16. Screenshots (if UI-related)

17. Respond to review feedback — push additional commits (don't force-push during review). Squash will happen at merge.

18. Benchmarks — if your change touches hot paths (cache, scraping pipeline, content processing), include before/after benchmark results.

PR Checklist

• [ ] Tests pass (go test -race ./...)
• [ ] Lint clean (golangci-lint run)
• [ ] No new vulnerabilities (govulncheck ./...)
• [ ] New functionality has tests
• [ ] Documentation updated (if applicable)
• [ ] Commit messages follow Conventional Commits

Issue Guidelines

Reporting Bugs

Please include: - Go version (go version) - Operating system and architecture - Steps to reproduce - Expected vs. actual behavior - Relevant logs or error messages (redact any API keys)

Requesting Features

Please include: - Use case description — what problem does this solve? - Proposed solution (if you have one) - Alternatives considered - Whether you'd be willing to implement it

Security Issues

Do NOT report security vulnerabilities via public issues. See security.md for responsible disclosure instructions.

Code of Conduct

This project follows the Contributor Covenant Code of Conduct. By participating, you are expected to uphold this code. Please report unacceptable behavior to zohar.babin@gmail.com.

Adding a New Tool

Adding a tool requires three files:

1. Create the handler in internal/tools/<toolname>.go:

package tools

type myToolInput struct {
    Query string `json:"query" jsonschema:"Search query,required"`
}

func registerMyTool(srv *mcp.Server, deps Dependencies) {
    mcp.AddTool(srv, &mcp.Tool{
        Name:        "my_tool",
        Description: "One-line description for the AI assistant",
    }, func(ctx context.Context, req *mcp.CallToolRequest, input myToolInput) (*mcp.CallToolResult, any, error) {
        // Implementation here — use deps.Cache, deps.Search, etc.
    })
}

1. Register it in internal/tools/registry.go — add registerMyTool(srv, deps) to RegisterAll().

2. Add tests in internal/tools/tools_test.go or a dedicated <toolname>_test.go.

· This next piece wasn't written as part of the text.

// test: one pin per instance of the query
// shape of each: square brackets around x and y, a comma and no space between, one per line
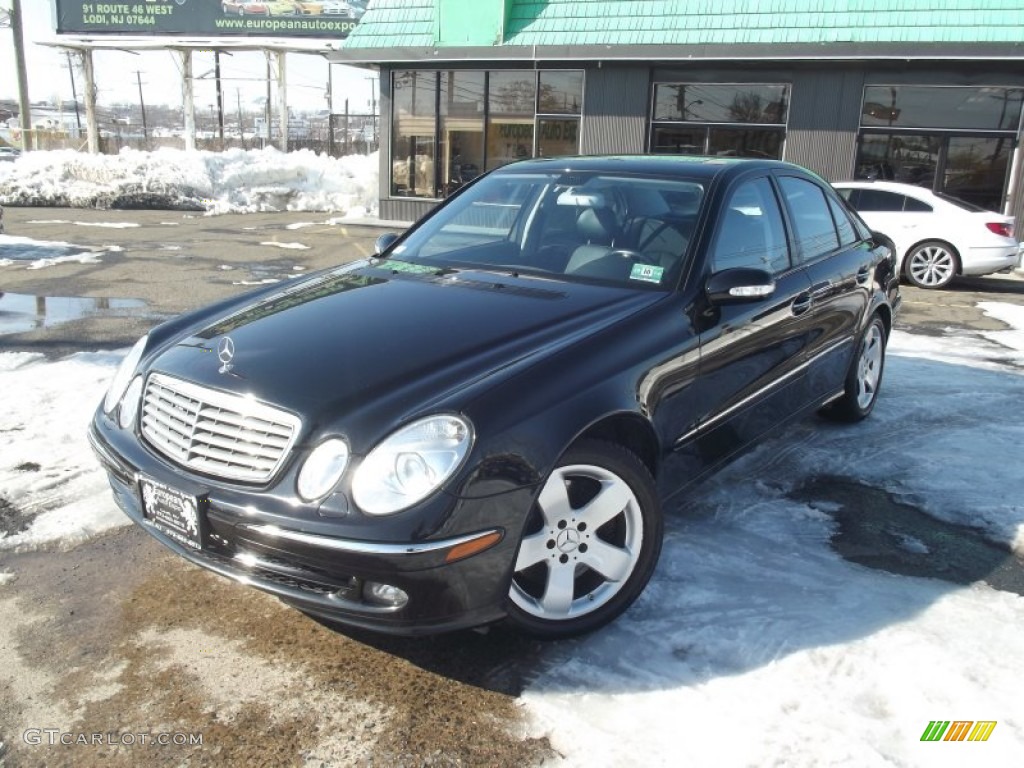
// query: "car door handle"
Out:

Key conventions: - All tool inputs use typed structs with jsonschema tags (the SDK auto-generates JSON Schema from these) - Use deps.Cache for caching, deps.Metrics for telemetry, deps.Auditor for audit logging - Return errors via toolError(msg) and success via structuredResult(jsonBytes) (see internal/tools/search.go for helpers) - Update tools.md with the parameter schema

Getting Help

• Questions and discussions: GitHub Discussions
• Bug reports: GitHub Issues
• Architecture questions: See architecture.md

Recognition

Contributors are recognized in release notes. Significant contributions may be highlighted in the README.

Thank you for helping make web-researcher-mcp better!